Technical information
- Licensing authority: FCC
- Facility ID: 51662
- Class: B
- Power: 5,000 watts
- Translator: 107.3 K297BS (Waterloo)

Links
- Public license information: Public file; LMS;
- Webcast: Listen live
- Website: www.1073hankfm.com

= KPTY (AM) =

Radio station in Waterloo, Iowa

KPTY (1330 kHz, "107.3 Hank FM") is an AM radio station serving the Waterloo/Cedar Falls metropolitan area with a classic country format. It is under ownership of NRG Media.

==History==
On June 12, 1947, the Federal Communications Commission granted a construction permit to Black Hawk Broadcasting Company for a radio station in Waterloo, Iowa.

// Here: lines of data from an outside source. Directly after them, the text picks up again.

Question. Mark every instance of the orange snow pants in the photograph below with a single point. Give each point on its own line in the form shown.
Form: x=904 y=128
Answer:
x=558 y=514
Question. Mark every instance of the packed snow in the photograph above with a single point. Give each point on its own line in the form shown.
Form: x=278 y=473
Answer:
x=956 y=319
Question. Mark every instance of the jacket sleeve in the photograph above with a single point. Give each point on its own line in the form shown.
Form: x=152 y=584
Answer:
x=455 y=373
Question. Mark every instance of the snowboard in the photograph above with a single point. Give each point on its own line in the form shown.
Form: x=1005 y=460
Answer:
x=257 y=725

Less than five months later, Black Hawk president R.J. McElroy made the launch of KWWL a reality. The station began broadcasting on 1320 kHz, operating with 1,000 watts of power in studio space once occupied by WMT in the Hotel Russell-Lamson. The frequency changed to 1330 a short time later, operating with 5,000 watts. McElroy formed KWWL-TV in 1953, and KWWL-FM (now KFMW) in 1968.

KWWL was a very popular top 40 station until the format moved to KFMW in 1982. On February 16, 1981, KWWL became KWLO with the sale of the Black Hawk Broadcasting Company to Forward Communications. KWLO's format moved to adult contemporary and evolved into full service. In the summer of 1993, KWLO switched music formats from lite AC to oldies, adopting "Oldies 1330" as a moniker. The new format maintained existing full service news and talk programming as well as local features like "Buy, Sell, & Trade", a Tradio program.

After KWLO and KFMW were purchased by Bahakel Communications in 1996, the adult standards format that was on KXEL moved to KWLO in March 1997. For a time, it was syndicating a combined oldies/adult standards format courtesy of Citadel Media's "Timeless" satellite feed. With that network's demise on February 13, 2010, KWLO slightly tweaked their format and switched over to Dial Global's Kool Gold oldies network. On July 1, 2012, KWLO's format changed to sports radio.

The station was purchased by Woodward Communications, Inc., in April 2012 along with Bahakel's other Waterloo radio stations. Woodward Communications sold KWLO and three sister stations to NRG Radio's NRG License Sub, LLC effective December 1, 2014, at a price of $3.55 million.

On June 28, 2015, at midnight, KWLO flipped back to top 40/CHR, branded as "107.3 The Party" (simulcast on translator K297BS 107.3 FM Waterloo). On July 9, 2015, KWLO changed its call sign to KPTY to go with the "Party" branding.

On January 31, 2020, after playing “Him & I” by G-Eazy and Halsey, KPTY flipped to classic country, branded as "107.3 Hank FM". The first song on “Hank FM” was “Live Until I Die” by Clay Walker.